Saturday, October 8, 2011
So, the other night I was feeling pretty sick. Really, really rotten. I've had a cold for about three weeks and this past week was maybe the worst, mostly because I lost my voice (and felt like poo). Anyway, my mom basically ordered me to her house. And she made me supper. And she put me to bed. And the next morning she gave me a big hug and kiss.
I felt loads better.
This is just one of the many reasons why my mother is maybe the most amazing person I know. She is selfless, loving, and a happy and positive person to be around. Even when things aren't always so easy. I'm not going to go into great detail about my mom and what is happening in her/our lives right now, partly because my mom gets embarrassed when I give too much detail on this blog, and this stuff has more to do with her than me, but let me say, she's got a lot on her plate. She's busy every. Single. Day. And while my dad, my brother, and I do make attempts to be helpful, it's not enough. But she still keeps chugging along. With a smile on her face.
She is simultaneously caring for the family her lives in her home, family who live outside of her home, working a job, fulfilling other obligations, and dealing with whatever other unexpected things that crop up (like her 23 year old daughter needing to borrow $10 for gas because she forgot to ask her husband before he left for work, leaving her to meet said daughter at her granddaughter's daycare to drop off the money). I am consistently blown away by her ability to multi-task and hold it all together at the same time. I can't do it, not yet, and I wonder if I'll ever do it quite as well.

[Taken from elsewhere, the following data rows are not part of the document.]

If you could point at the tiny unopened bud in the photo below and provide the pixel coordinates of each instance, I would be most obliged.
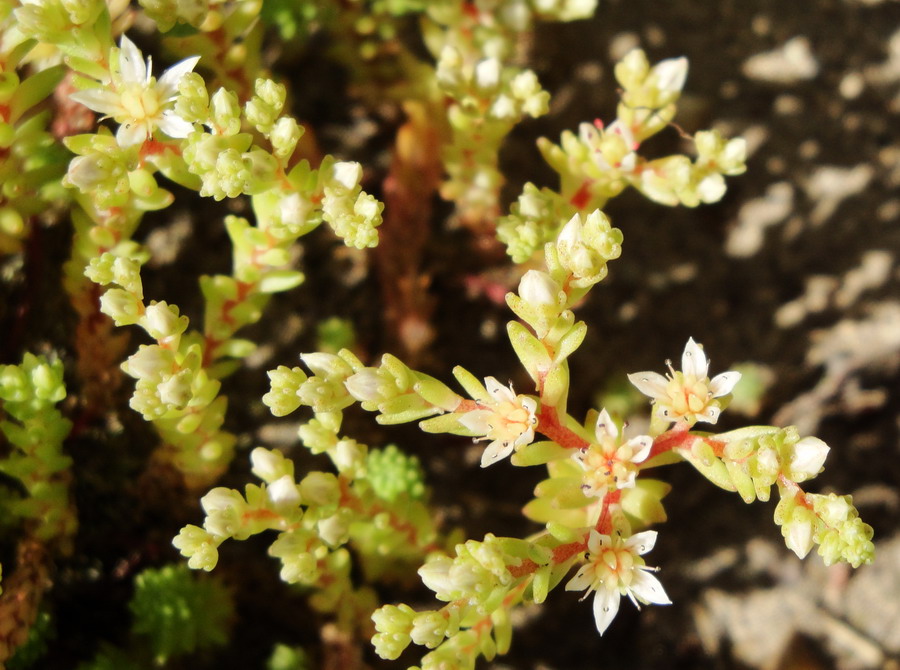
(807, 458)
(537, 288)
(347, 174)
(671, 74)
(487, 73)
(283, 492)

All of those balancing act/Supermom things aside, the biggest thing about my mom that completely floors me is how much she cares about my brother and I, and how much of a good mom that she is. Obviously our relationship was/is not always perfect, but there has never, ever been a day in my life where I doubted the love of my mother or whether or not I could go to her with something. She has always been a solid and loving force in my life, even in the days when I would scream, "I hate you!" and slam the door in her face (Sorry, Mom...:-().
I've always said, if I can be half the mother she was to Lizzie, then Lizzie will have it pretty darn good.